That said it is certainly politicized to a huge extent. But such things, if they become important always are.

The Howard Stern thing isn't true. Private Parts debuted at #1 on the list October 24, 1993 (stayed on for 20 weeks) and Miss America also debuted at #1 on November 26, 1995, staying on the list for 17 weeks. Stern created some controversy when he accused the NYT of rigging the list when Colin Powell's autobiography bumped him out of the #1 spot.

I also generally use the big best seller lists as a guide to what I don't want to read. If 500,000 people go see a movie I'll want to go see it. If 500,000 people read the same book I'm afraid I'm 90% confident I'll think it trash.

The problems with the list are really big on the non-fiction list where sales are smaller and alternate outlets much bigger. The #1 selling book each year is probably some reference material like the Physician's Desk Reference (and let's not forget the Bible though some here would disagree with the list on which I would put it) but its sales don't show in normal channels.

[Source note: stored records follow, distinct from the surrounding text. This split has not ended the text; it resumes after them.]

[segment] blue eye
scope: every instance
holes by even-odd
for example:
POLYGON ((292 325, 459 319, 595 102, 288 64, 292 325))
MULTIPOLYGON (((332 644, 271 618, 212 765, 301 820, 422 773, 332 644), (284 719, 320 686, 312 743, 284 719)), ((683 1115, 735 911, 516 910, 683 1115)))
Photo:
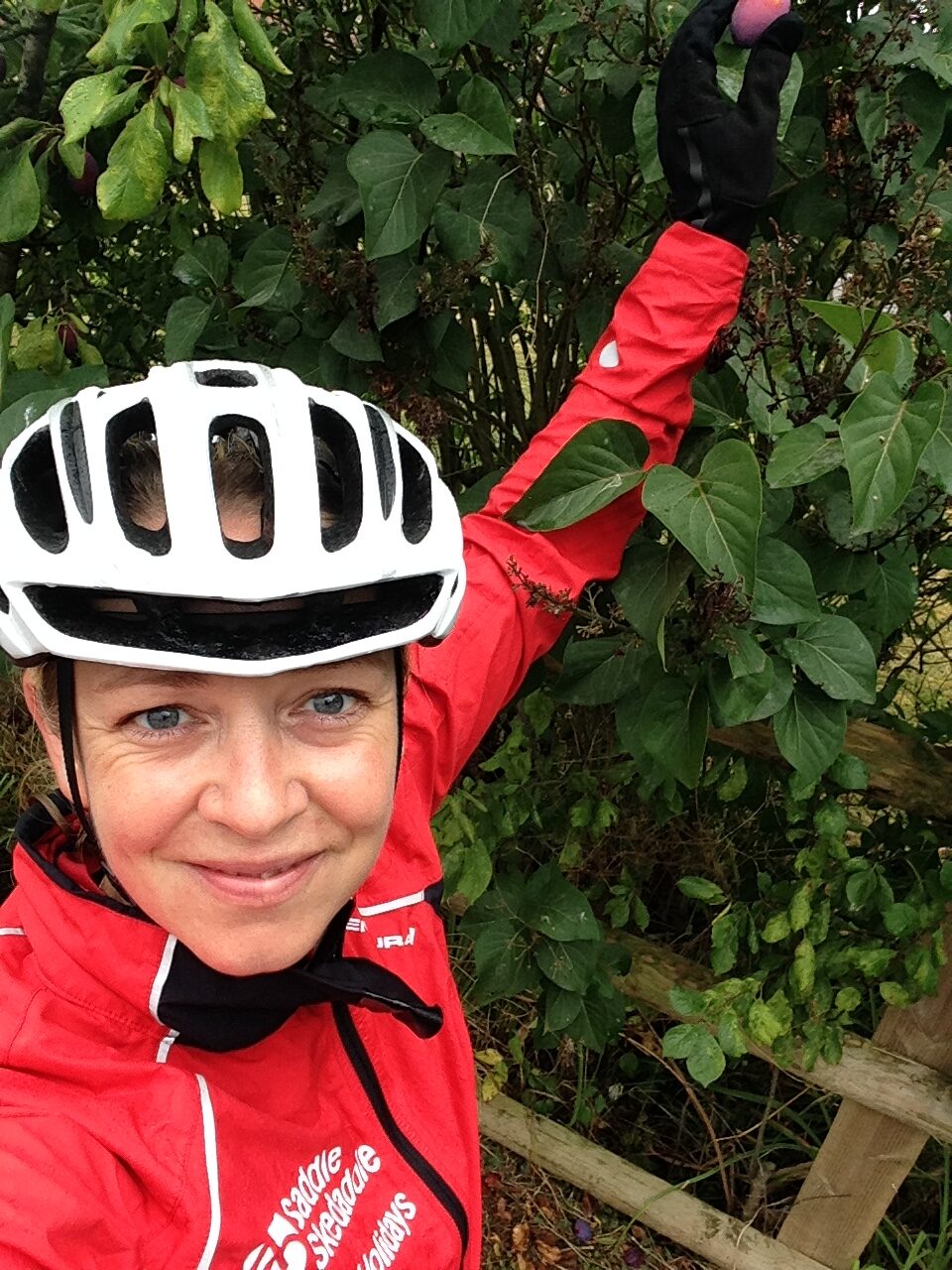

And while it may attempt to chronicle what people are buying, it doesn't necessarily show what people are reading. After all, Stephen Hawking's A Brief History of Time was on the list for 109 weeks and relatively few people who bought the book ever actually read the book.

(Sorry for prattling on, we spent about 2 weeks talking about best seller lists, primarily the NYT in one of my collection development classes back in library school. It was interesting to get down into the innards of it. The NYT Best Seller List is still very much an artifact of 1950s technology.)